This paper discusses Cardinal Richelieu, who, in the late 1500s and early 1600s, was one of the stronger politicians behind the weakening French throne of King Louis VIII.
This paper explains that Richelieu, the villain in the “Three Musketeers”, is one of the reasons the marriage of church and state, which was the practice in Europe at the time, left such a sour taste in the mouths of those statesmen who crafted the American Constitution. The author points out that the monarchy was established so firmly that, even the long, poorly administered reign, and the series of rebellions, which occurred during that time, could not shake its foundation, and France became the dominating power on the continent of Europe, both in politics and in the arts. The paper relates that, while the Protestant Reformation had taken root in Europe less than a half century prior to Richelieu’s ascent to power, his allegiance to the Catholic Pope placed him at political odds with those who engaged in dissent.

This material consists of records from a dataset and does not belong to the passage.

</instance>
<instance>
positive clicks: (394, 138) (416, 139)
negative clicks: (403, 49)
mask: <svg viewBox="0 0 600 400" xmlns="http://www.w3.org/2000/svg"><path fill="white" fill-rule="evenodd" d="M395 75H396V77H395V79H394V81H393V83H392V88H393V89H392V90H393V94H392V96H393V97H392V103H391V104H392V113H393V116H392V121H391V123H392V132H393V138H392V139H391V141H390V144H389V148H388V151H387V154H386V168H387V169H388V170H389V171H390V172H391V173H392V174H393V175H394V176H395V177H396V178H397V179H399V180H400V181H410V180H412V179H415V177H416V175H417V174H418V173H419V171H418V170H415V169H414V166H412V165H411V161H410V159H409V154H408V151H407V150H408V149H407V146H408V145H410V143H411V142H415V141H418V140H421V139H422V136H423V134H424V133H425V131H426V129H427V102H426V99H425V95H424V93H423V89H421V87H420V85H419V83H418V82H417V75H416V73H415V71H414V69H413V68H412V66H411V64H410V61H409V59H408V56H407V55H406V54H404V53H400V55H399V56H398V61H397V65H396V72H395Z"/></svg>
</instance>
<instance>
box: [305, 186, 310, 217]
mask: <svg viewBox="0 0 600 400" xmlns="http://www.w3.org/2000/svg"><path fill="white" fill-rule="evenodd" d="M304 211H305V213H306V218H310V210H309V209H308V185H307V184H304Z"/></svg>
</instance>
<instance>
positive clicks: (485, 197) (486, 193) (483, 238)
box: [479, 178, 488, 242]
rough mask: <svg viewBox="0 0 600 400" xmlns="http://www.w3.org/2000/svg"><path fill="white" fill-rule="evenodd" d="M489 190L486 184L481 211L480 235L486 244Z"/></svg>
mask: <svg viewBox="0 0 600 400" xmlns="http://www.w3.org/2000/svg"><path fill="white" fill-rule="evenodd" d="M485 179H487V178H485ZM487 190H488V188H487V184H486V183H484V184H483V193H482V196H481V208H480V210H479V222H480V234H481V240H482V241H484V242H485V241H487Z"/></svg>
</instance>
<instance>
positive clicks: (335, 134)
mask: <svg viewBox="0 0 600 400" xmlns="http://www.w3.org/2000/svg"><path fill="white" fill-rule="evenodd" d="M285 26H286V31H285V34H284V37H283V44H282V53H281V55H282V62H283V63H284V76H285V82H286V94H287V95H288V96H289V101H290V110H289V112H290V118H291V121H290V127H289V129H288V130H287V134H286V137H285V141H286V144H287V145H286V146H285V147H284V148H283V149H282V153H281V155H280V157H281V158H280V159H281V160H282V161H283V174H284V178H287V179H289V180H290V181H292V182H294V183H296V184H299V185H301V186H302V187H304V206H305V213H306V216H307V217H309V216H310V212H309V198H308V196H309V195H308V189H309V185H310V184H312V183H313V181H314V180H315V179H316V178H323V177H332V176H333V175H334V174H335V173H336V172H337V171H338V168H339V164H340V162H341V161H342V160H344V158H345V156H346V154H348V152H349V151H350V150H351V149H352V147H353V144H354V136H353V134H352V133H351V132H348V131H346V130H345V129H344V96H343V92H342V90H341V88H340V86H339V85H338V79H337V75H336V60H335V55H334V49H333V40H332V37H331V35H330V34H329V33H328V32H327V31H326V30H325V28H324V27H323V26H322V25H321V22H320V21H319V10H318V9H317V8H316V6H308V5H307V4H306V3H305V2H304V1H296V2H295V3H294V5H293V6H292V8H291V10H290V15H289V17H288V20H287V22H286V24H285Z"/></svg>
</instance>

As masterfully demonstrated by the Clinton administration, controlling public opinion is a process of paramount importance if a man of dubious character is to build a favorable legacy. Criticism needed to be stifled, and Richelieu did this with much success. He submitted the press who would question his advisory role to the king to a brutally repressive regime. As a result, most pamphlets published in France in his day supported the government. According to recent research into French history, the Cardinal extended his concept of spin control to any publication critical of the government, including popular cultural writers of the time, the Academie Francaise, which was intended to enhance the artistic and intellectual prestige of France.